Thanks for that. Just for the record would you care to name those leftist bookshops in the 60s/70s you referred to?
The late Bob Goulds Third World Bookshop, when it was in Goulburn Street, springs immediately to mind,as does his earlier incarnation SCREW [Society for the Cultivation of Revolution Everywhere]. I remember having conversations with Bob on the issue. Bob refused any pro-Palestinian literature-even though it was free. Bob later made some sort of amends by turning up at a number of pro-Palestinian demonstrations, "provided they are not anti-Semitic". That Palestinians are the 'other' Semites was lost on poor old Bob.
The A.I.C.D.[they ran the Moratorium Marches] and the C.N.D. were anti-war groups with an office and book store also in Goulburn Street, just up the road from Trades Hall, had a number of pro-Zionist books and pamphlets on the shelves. Just what Zionist propaganda had to do with the anti-Viet-Nam-war movement was a question I asked myself at the time.
The C.P.A. bookshop in William Street Kings Cross specialized in this kind of Zionist propaganda.
Could it be the powerful influence of the Aarons family over the Communist Party?
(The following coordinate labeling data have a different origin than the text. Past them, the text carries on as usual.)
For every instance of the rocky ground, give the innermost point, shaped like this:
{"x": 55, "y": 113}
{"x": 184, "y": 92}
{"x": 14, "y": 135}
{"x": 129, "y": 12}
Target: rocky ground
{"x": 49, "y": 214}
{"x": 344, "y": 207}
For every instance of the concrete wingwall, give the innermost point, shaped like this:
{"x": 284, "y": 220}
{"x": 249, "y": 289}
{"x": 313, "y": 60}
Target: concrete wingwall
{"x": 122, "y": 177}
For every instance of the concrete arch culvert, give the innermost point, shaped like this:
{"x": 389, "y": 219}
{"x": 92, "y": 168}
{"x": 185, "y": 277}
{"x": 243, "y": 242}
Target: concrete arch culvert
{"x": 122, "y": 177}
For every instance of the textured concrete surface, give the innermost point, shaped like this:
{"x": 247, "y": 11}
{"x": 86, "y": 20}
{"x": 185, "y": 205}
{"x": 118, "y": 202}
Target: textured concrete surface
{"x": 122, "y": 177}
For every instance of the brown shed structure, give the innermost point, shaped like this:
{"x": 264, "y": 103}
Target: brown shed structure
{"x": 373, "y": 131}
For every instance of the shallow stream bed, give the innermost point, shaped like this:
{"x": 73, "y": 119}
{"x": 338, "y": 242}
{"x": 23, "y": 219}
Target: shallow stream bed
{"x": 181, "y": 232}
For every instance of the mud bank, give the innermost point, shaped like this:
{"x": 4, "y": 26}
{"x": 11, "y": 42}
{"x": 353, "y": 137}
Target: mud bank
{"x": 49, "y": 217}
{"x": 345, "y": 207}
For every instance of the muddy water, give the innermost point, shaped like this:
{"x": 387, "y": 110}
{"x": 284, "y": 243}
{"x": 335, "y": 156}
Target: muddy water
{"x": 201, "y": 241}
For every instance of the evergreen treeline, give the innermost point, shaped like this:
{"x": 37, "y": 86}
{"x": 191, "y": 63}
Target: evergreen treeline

I remember any number of books and pamphlets including one that, last time I looked on the Internet, still has legs "The Myth of Soviet Anti-Semitism", What ever happened to my priceless copy?
Do we count the Adyar Bookshop of the Theosophical Society or the Humanists or even the Rationalists as left wing? Plenty of hand wringing about Israel and those poor [Jewish] refugees in those circles.I attended meetings and saw the bookshelves.
The notable exceptions were the Sydney Anarchists and Libertarians together with the old Sydney Push. They, in the main, would laugh at anyone pushing Zionism, unlike some so called 'anarchists' today.They did not ,in typical anarchist fashion, have a bookshop as such.All states dictate...except one.
Vale Bill Dwyer, anarchist thinker, Sydney Domain orator and all round good bloke, ah those parties.
The East Wind Bookshop in Pitt Street did take and display a number of booklets and pamphlets I supplied from various Palestinian sources to their eternal credit.
Thanks again. It just goes to show that in the West (the East was never so deceived) no cause has suffered from quite as many blind spots as that of Palestine.